Zumindest Respekt an Blizzard. Die Diablo2 Beta damals war nur Closed, beim ersten Teil gabs sowas noch garnicht wie eine Beta. Nach so langem warten machen sie es jetzt zumindest ein Wochenende jedem Fan verfügbar. Das ist hoffentlich für manche genugtuung genug, da ja doch so viel geändert worden ist - hätte der Diablo 3 Release doch schon längst letzten Jahr vollzogen werden können. Wie auch immer, alle Klassen testen, die Atmo genießen, jetzt kann man sich wirklich überzeugen, ob das Spiel das Diablo ist, was sich alle als dritten Teil erhofften. Spätestens jetzt nach diesem Wochenende hören die letzten Nörgeleien auf oder sie gehen weiter.


----------



## Mothman (20. April 2012)

Malifurion schrieb:


> Spätestens jetzt nach diesem Wochenende hören die letzten Nörgeleien auf oder sie gehen weiter.


Eine gewagte Prognose.


----------



## Nightbird (20. April 2012)

Ich glaub's erst wenn ich drin bin, aber ich steh schon seit 10 Stunden in den Startlöschern


----------



## Rubi48 (20. April 2012)

Leute wo genau sieht man den Open Beta Client im Bnet?
Danke schon im vorraus


----------



## LostHero (20. April 2012)

Kratos333 schrieb:


> Goil  Freu mich schon darauf
> 
> Der Client ist Multi. Müsst eben die Sprache aussuchen vor dem Download (Sprache ändern - Deutsch - Speichern).


 

Gah übersehen. Naja wurscht, zock ichs gleich halt auf englisch. Auch kein Beinbruch.


----------



## Batze (20. April 2012)

Rubi48 schrieb:


> Leute wo genau sieht man den Open Beta Client im Bnet?
> Danke schon im vorraus



Wurde weiter oben schon gesagt.
Nochmal zum mitschreiben. 

Log dich in deinen Battle.net Account ein. Solltest du keinen haben must du erstmal einen erstellen.
Bist du eingelogt siehst du die Startseite und ein Überblick über deine Spieleaccounts, also z.B. WoW, Starcraft, u.s.w..
Jetzt schaue nach rechts und da ist ein Link, Spielclients erunterladen.
Da drückst du drauf.
Jetzt siehst du eine Liste der Clients die du downloaden kannst, auch wieder z.B. WoW, Starcraft, u.s.w. Je nachdem wie viele Spiele du von Blizzard hast.
Auch Diablo 3 ist da jetzt aufgeführt.
Der Beta-Client ist automatisch auf englisch (US)gestellt. Klick da auf ändern und stell auf Deutsch.
Jetzt nur noch auf das Windows Symbol klicken und los geht der Spass.


----------



## KrischanLP (20. April 2012)

Hmm was mache ich falsch? Fehler 3003 kam auch schon vor 21 Uhr...
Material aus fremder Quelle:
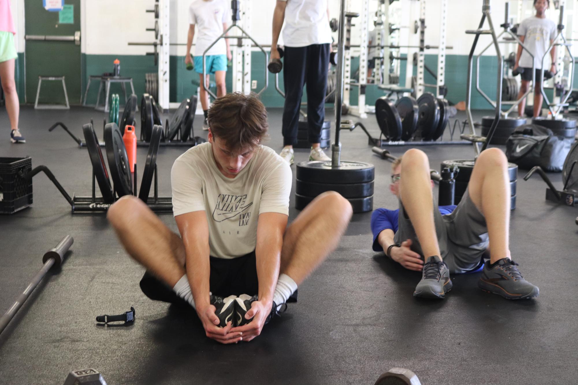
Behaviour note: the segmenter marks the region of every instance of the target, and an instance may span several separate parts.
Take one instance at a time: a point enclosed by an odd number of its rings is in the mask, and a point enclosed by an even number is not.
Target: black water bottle
[[[444,167],[442,170],[442,179],[439,181],[439,197],[438,204],[440,206],[449,206],[454,204],[455,197],[455,180],[454,179],[454,171],[449,167]]]

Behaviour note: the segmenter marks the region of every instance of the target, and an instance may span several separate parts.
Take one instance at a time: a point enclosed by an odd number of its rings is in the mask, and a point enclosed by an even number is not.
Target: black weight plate
[[[373,195],[373,182],[324,184],[299,180],[295,181],[295,192],[303,196],[316,197],[325,191],[338,192],[344,198],[365,198]]]
[[[353,184],[371,182],[375,177],[375,167],[363,162],[342,161],[338,167],[331,162],[301,162],[297,164],[297,178],[303,182],[324,184]]]
[[[127,149],[123,141],[123,135],[118,126],[114,123],[105,126],[105,146],[106,158],[110,169],[110,177],[114,183],[114,189],[118,197],[132,194],[131,167],[127,155]]]
[[[128,97],[128,100],[124,104],[124,111],[123,117],[120,118],[120,125],[118,128],[124,132],[127,126],[132,126],[135,123],[135,114],[136,113],[136,95],[133,94]]]
[[[297,131],[298,140],[307,140],[309,138],[309,133],[307,131],[299,130]],[[329,139],[331,138],[331,130],[324,129],[321,130],[321,140]]]
[[[105,203],[112,203],[114,201],[114,195],[112,192],[112,186],[110,185],[108,173],[106,171],[105,158],[102,156],[101,146],[98,144],[98,138],[97,137],[97,133],[94,132],[92,124],[89,123],[83,125],[82,132],[84,134],[86,148],[88,150],[90,162],[92,164],[92,170],[97,182],[98,184],[98,188],[101,189],[102,199]]]
[[[401,140],[409,140],[417,128],[417,102],[411,96],[403,96],[395,102],[395,108],[401,118]]]
[[[321,126],[321,129],[324,130],[331,128],[331,122],[328,120],[323,121],[323,125]],[[308,131],[309,129],[309,124],[306,120],[300,120],[299,121],[299,125],[297,126],[297,129],[299,131]]]
[[[447,100],[438,99],[438,103],[439,104],[439,122],[438,123],[438,127],[433,132],[432,140],[437,140],[443,134],[443,132],[446,130],[446,127],[450,120],[450,117],[447,113],[450,104],[448,104]]]
[[[378,98],[375,101],[375,117],[379,129],[386,137],[394,141],[401,139],[403,132],[401,117],[393,102],[386,96]]]
[[[532,124],[549,128],[553,131],[565,128],[576,128],[576,121],[574,119],[546,119],[546,118],[533,118]]]
[[[188,115],[187,117],[187,122],[183,126],[181,130],[181,140],[186,141],[188,140],[188,137],[191,136],[192,131],[192,123],[195,121],[195,114],[197,113],[197,95],[191,95],[188,99]]]
[[[146,154],[144,170],[143,171],[143,177],[140,181],[140,189],[139,190],[139,198],[145,203],[149,200],[150,186],[153,184],[154,167],[157,165],[157,154],[158,153],[158,145],[161,143],[162,136],[162,126],[154,125],[150,144],[149,144],[149,152]]]
[[[154,122],[153,103],[150,95],[145,94],[140,99],[140,139],[146,142],[150,141]]]
[[[419,118],[417,130],[424,140],[431,140],[439,124],[439,104],[438,99],[431,92],[425,92],[417,99]]]
[[[490,144],[505,144],[510,135],[516,130],[513,128],[497,128],[490,140]],[[481,136],[487,136],[490,133],[490,127],[482,126]]]
[[[153,97],[151,96],[152,98]],[[161,118],[161,113],[158,111],[158,107],[157,106],[154,99],[151,99],[151,103],[153,104],[153,123],[159,126],[162,125],[162,119]]]
[[[171,117],[171,120],[169,121],[169,133],[167,136],[167,140],[172,140],[176,136],[177,133],[180,129],[181,125],[185,121],[185,119],[188,115],[188,103],[190,102],[188,99],[186,99],[181,102],[179,108]]]
[[[309,204],[314,198],[309,196],[303,196],[298,194],[295,195],[295,208],[298,210],[302,210]],[[351,198],[347,199],[351,204],[353,208],[353,212],[367,212],[373,210],[373,197],[368,196],[365,198]]]
[[[564,167],[562,169],[562,181],[565,184],[570,175],[570,180],[568,181],[566,189],[575,192],[578,191],[578,164],[574,166],[572,173],[570,174],[570,169],[572,167],[572,163],[578,160],[578,142],[574,143],[566,160],[564,160]]]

EDIT: Jetzt kommt nur noch "Ihre Verbindung zum BNet wurde getrennt"


----------



## b34v13s (20. April 2012)

Ihre Verbindung zum Batte.net wurde getrennt....

Also ich komme natürlich nicht rein


----------



## IlllIIlllI (20. April 2012)

bei mir sind die login server auch offline


----------



## b34v13s (20. April 2012)

Hört doch bitte alle mal auf auf Login zu klicken. Sobald ich dann drinn bin sag ich bescheid und ihr könnt weiter probieren


----------



## ng-gaming (20. April 2012)

geht net


----------



## MrCry3Angel (20. April 2012)

es läuft, spitze !


----------



## dangee (20. April 2012)

error 3003...

plöt! nuja


----------



## b34v13s (20. April 2012)

MrCry3Angel schrieb:


> es läuft, spitze !



Also entweder erkenne ich die Ironie nicht oder du bist nur ein gemeiner Troll der unter einer Brücke lebt und Zoll für desen Überquerung verlangt.


----------



## trgringo (20. April 2012)

error 3003.....


----------



## Mothman (20. April 2012)

MrCry3Angel schrieb:


> es läuft, spitze !


 Bei mir steht immer: "Battle.net is down for maintenance" ... oder sinngemäß


----------



## IlllIIlllI (20. April 2012)

Das battle.net wurde für Wartungsarbeiten heruntergefahren (fehler 33) 
gleich das gesamte battle.net down ;D haha


----------



## Puet (20. April 2012)

Der 3003-Fehler ist lt. Supportseite von Blizz das Zeichen für Server down, also weiter warten bis die Putze den Stecker wieder rein steckt


----------



## smooth1980 (20. April 2012)

War zu erwarten. Egal dann schau ich morgen mal rein.Bin jetzt eh nicht so heiß drauf hätte aber gern mal angespielt wozu ich ja bis Montag noch Gelegenheit habe.Allen anderen Viel Glück und Spaß wenn ihr reinkommt heute.


----------



## IlllIIlllI (20. April 2012)

und jetz kommt nur
Die Server sind momentan ausgelastet. Versuchen sie es später nochmal (Fehler 37)

so epic fail ;D


----------



## Garusho (20. April 2012)

Naja also beim 11 versuch hats dann geklappt ich wäre drin . FÜr die leute die nicht dran denken: um zeit beim passworteingeben zu sparen strg + c funktioniert


----------



## b34v13s (20. April 2012)

Garusho schrieb:


> Naja also beim 11 versuch hats dann geklappt ich wäre drin . FÜr die leute die nicht dran denken: um zeit beim passworteingeben zu sparen strg + c funktioniert



Ah ja, wenn laut Support im Forum die Server abgeschmiert sind...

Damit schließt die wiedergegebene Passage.